The Slatest

Three Baltimore Cops Shot a Burglary Suspect. Now One Is Being Charged With Attempted Murder.

Baltimore State’s Attorney Marilyn Mosby filed criminal charges against police officers in the Freddie Gray case, and now had charged another officer in a separate case.  

Photo by Andrew Burton/Getty Images

Baltimore State’s Attorney Marilyn Mosby just announced that city police officer Wesley Cagle is being charged with attempted murder for shooting at and critically injuring a white 46-year-old man in December 2014. Two other officers who were on the scene with Cagle, Isiah Smith and Kevin Leary, also shot at the suspect, but are not being charged.

According to the Baltimore Sun, the incident took place in the middle of the night on Baltimore’s east side, after the three officers were called to Patel’s Corner grocery store to check out a burglary in progress. Upon arrival they discovered a masked man holding a shiny object trying to exit the store through a side door. After giving the suspect verbal commands and finding him uncooperative, Smith and Leary fired their service weapons at him. According to Mosby’s account, it was only later—how much later, it’s unclear—that Cagle came up to the suspect, swore at him, and shot him even though he was “no longer considered a potential threat.” What happened in between the moment when the suspect was first incapacitated and when Cagle shot him is unknown at this point. (Update, Aug. 20: We know more now. See below.)

Mosby made national news earlier this year when she brought charges against six Baltimore police officers in connection with the death of Freddie Gray.

Presumably there’s a good reason why she decided, in this case, to limit the charges to just Cagle, instead of including the other two officers as well. What that reason is could tell us a lot about the difference between a justifiable police shooting and an unjustifiable one, and what it takes for officers to successfully defend their decisions to use deadly force.  

Update: The Baltimore Sun now has details on what took place during the moments before Cagle fired his weapon. It sounds like two of the other officers on the scene, Leary and Smith, initially confronted the burglary suspect, Michael Johansen, as he was trying to exit through the side door of the grocery store. They asked him to show his hands, according to Mosby, and Johansen refused, reaching instead for his waist. It was that gesture—which seems not to have been an attempt on Johansen’s part to arm himself, because no gun was recovered from his body—that caused Leary and Smith to fire those first shots.  
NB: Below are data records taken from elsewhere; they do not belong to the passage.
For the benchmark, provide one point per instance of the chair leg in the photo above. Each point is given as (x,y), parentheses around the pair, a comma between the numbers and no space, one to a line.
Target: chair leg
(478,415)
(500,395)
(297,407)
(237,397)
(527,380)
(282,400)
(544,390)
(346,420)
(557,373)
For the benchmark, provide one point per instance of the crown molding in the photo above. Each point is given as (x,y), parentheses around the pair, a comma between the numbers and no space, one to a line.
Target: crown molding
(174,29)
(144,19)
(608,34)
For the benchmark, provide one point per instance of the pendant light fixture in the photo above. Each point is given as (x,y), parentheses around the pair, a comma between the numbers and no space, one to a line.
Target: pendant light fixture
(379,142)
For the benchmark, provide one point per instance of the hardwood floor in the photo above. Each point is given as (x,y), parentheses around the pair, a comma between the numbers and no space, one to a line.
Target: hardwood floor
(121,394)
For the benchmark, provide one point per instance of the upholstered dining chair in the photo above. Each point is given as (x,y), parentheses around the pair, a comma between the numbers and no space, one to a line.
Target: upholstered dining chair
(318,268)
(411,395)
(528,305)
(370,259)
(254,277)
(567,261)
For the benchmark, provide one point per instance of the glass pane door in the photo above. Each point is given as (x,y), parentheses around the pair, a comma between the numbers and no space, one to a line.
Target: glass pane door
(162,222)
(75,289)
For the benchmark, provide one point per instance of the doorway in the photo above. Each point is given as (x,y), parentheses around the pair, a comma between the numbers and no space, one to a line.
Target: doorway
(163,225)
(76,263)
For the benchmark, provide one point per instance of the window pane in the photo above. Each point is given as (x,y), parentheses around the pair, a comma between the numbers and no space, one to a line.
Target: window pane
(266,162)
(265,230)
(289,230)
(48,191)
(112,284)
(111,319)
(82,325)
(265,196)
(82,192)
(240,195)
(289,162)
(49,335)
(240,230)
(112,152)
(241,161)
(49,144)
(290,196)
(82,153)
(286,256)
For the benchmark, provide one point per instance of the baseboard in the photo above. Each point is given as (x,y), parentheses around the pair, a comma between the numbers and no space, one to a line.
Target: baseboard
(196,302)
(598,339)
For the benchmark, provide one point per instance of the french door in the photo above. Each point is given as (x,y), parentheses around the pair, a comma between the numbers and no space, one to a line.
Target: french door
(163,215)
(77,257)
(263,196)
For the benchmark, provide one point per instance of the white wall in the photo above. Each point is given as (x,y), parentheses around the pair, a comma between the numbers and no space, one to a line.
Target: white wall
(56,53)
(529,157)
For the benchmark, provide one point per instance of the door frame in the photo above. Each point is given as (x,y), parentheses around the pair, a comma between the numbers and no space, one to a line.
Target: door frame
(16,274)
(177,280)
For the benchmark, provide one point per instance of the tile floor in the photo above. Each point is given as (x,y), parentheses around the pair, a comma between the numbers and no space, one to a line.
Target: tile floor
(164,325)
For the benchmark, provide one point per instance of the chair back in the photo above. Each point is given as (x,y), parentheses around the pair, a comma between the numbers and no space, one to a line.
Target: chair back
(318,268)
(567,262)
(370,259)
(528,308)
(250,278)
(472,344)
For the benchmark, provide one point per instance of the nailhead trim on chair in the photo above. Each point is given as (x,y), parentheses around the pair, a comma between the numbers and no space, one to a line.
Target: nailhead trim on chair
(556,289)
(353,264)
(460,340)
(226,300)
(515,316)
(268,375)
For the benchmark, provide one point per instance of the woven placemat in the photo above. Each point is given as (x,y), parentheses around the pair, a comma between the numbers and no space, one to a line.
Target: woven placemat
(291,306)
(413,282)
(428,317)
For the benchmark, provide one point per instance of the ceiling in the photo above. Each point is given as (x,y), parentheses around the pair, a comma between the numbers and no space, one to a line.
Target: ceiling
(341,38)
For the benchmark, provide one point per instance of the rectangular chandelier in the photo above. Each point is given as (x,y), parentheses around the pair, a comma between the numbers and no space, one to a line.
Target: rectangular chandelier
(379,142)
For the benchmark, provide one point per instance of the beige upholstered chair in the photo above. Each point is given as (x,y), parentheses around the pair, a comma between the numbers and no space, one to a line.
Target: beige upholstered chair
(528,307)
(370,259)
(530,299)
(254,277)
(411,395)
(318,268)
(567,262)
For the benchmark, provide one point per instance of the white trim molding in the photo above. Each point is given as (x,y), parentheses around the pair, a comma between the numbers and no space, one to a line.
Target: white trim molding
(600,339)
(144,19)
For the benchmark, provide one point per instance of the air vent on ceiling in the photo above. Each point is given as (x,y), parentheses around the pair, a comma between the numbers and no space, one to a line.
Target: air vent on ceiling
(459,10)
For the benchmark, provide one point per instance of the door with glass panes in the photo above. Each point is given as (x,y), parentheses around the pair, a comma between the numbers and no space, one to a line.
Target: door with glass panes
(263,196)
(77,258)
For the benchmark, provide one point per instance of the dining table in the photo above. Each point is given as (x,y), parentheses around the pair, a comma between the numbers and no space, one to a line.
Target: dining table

Johansen was on the ground, with Cagle’s partners standing over him with their guns out, when Cagle approached him.

The Sun reports on what Mosby says happened next:

While Leary and Smith were covering [the suspect] with their guns drawn, Mosby said, Cagle walked in and stood over him with his gun drawn. The man said to Cagle, ‘What did you shoot me with, a beanbag?’

According to Mosby, Cagle replied: “No, a .40-caliber, you piece of [expletive],” and fired one shot.

Johansen, who is out on bail but “awaiting trial on charges including second-degree burglary, fourth-degree burglary and theft of less than $1,000,” told a reporter from Fox 45 News yesterday that he was glad “justice is being done about it,” but that he doesn’t want the officer to go to prison in connection with the incident. “I just want him to be accountable for what he did,” he said.